2023 investieren die Unternehmen durchschnittlich 1 Milliarde US-Dollar in die Digitalisierung, Automatisierung und Verlagerung von Liefer- und Produktionsanlagen, was sich bis 2026 auf mindestens 2.5 Milliarden US-Dollar erhöhen dürfte.
«Unternehmen mit weniger Abhängigkeiten von globalen Zulieferern und Werken können Produkte schneller und mit weniger Emissionen liefern und rascher auf neue Kundennachfragen reagieren», erklärt Matthias Hégelé, Lieferkettenexperte bei Accenture. «Komplexe globale Netzwerke, die auf Kosteneffizienz und Just-in-Time-Lieferungen ausgelegt sind, sollten auf Multi-Sourcing umgebaut werden, ohne jedoch unhandliche Silos oder neue Engpässe zu schaffen.»

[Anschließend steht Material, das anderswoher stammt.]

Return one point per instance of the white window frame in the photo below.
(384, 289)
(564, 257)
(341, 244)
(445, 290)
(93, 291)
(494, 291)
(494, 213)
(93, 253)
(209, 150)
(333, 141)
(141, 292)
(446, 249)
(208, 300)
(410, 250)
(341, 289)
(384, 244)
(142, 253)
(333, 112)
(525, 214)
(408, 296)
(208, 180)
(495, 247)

Die Autoren der Accenture-Studie empfehlen drei Schwerpunktbereiche, um die Widerstandsfähigkeit eines Unternehmens zu verbessern.
Berechenbare und autonome Lieferketten und Produktionsprozesse: In intelligenten Kontrolltürmen kann man beispielsweise Prozesse überwachen und verschiedene Szenarien in Echtzeit analysieren, um Probleme frühzeitig zu erkennen und zu beheben. Heute verfügen nur 11 Prozent der Unternehmen über ein nahezu in Echtzeit arbeitendes Warnsystem; 78 Prozent benötigen mindestens eine Woche, um den Schaden vollständig zu erfassen.
Vorausschauendes Design: Unternehmen sollten bereits in der Produktentwicklung Kosten-Nutzen-Analysen und Überlegungen zum Ökodesign anstellen, um potenzielle Probleme vor Produktionsbeginn anzugehen.
Neue Arbeitsweisen: Unternehmen sollten ihre Mitarbeitenden für die Nutzung von Prognose- und Visualisierungstools und für datengestützte Entscheidungen qualifizieren. Nur 17 Prozent der Unternehmen verfügen bereits heute über digital versierte und qualifizierte Mitarbeitende; 68 Prozent planen, dies bis 2026 zu erreichen. (Accenture/mc/ps)
Über die Studie
Die Studie «Resiliency in the making» basiert auf einer Umfrage, die von Januar bis März 2023 unter 1’230 Führungskräften aus den Bereichen Technik, Produktion, Lieferkette und Betrieb durchgeführt wurde. Die Befragten kamen aus Australien, Brasilien, Kanada, China, Frankreich, Deutschland, Indien, Italien, Japan, Mexiko, Spanien, Schweden, dem Vereinigten Königreich und den Vereinigten Staaten. Die Unternehmen stammten aus den folgenden Branchen: Luft- und Raumfahrt und Verteidigung, Automobilindustrie (Erstausrüster), Automobilindustrie (Zulieferer, Teile), Chemie, Konsumgüter und Dienstleistungen, Hightech, Industrieausrüstung, Metall und Bergbau, Lebenswissenschaften, Öl und Gas (vor- und nachgelagert) und Versorgungsunternehmen.